Saturday, April 01, 2006

Court’s memorandum decision, not its subsequent order, was final judgment for purposes of appeal

To appeal a district order, one must file a notice of appeal with thirty days of the final judgment. The thirty-day period is jurisdictional, and appeals are often dismissed for lack of jurisdiction on the ground that the notice of appeal was filed late. Sometimes a notice is late because a party chooses not to appeal and then gets buyer’s remorse. But often, the notice of appeal is late because the attorney misjudges when exactly the final judgment occurred. It’s not hard to screw up, as the following case illustrates.

Code v. Utah Dep’t of Health, 2006 UT App 113

On January 10, 2005, the trial court dismissed Code’s complaint with prejudice in a signed memorandum decision. At the end of the decision, the court stated, “For the reasons stated above, the Court dismisses Plaintiff’s claim.” Sounds final right. The court of appeals thought so. It dismissed Code’s appeal because notice of appeal was not filed until March 8, 2005, almost two months after entry of the memorandum decision.

But the trial court had signed an order of dismissal on Febraury 25, 2005, after the memorandum decision, and Code’s notice of appeal was timely from that order. The court of appeals held, however, that the February 25th order did not restart the time to appeal because it did nothing to alter the substantive rights of the parties. It merely reiterated the dismissal already in effect.

Code claimed that she was merely following rule 7(f)(2), Utah Rules of Civil Procedure, which states:
Unless the court approves the proposed order submitted with an initial memorandum, or unless otherwise directed by the court, the prevailing party shall, within fifteen days after the court’s decision, serve upon the other parties a proposed order in conformity with the court’s decision. Objections to the proposed order shall be filed within five days after service. The party preparing the order shall file the proposed order upon being served with an objection or upon expiration of the time to object.

The court of appeals held that rule 7(f)(2) is merely the default rule in case the trial court order does not specify which party should prepare the final order. In this case, the court explained, the memorandum decision made clear that it was the final judgment.
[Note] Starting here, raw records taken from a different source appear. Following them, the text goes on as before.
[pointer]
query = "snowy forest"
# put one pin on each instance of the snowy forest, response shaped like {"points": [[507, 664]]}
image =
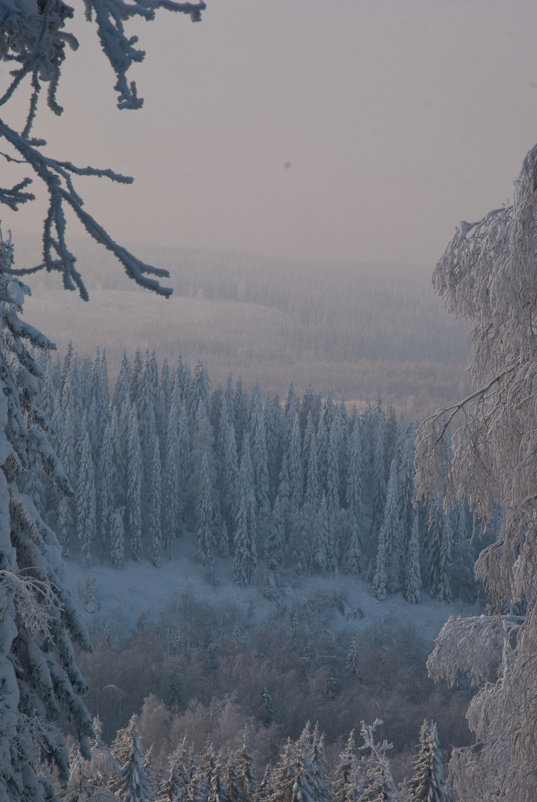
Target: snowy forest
{"points": [[303, 486], [319, 545]]}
The court of appeals does not give us enough facts in its decision to guess at whether Code genuinely thought she was following rule 7(f)(2), or if she was just trying to restart the time to appeal because she hadn’t filed her notice on time. I’ve seen both happen. I believe that fairness, however, dictates that our appellate courts construe final judgments and orders in favor of the appealing party. A party should not be denied their appeal merely because their attorney guessed wrong about which act of the district court constituted the final judgment under rule 3, Utah Rules of Appellate Procedure. But until some higher court agrees with me, the best advice is to file your notice of appeal as soon as you have something in writing that looks like a final judgment. If your notice turns out to be premature, it will still be timely under rule 4(c), Utah Rules of Appellate Procedure.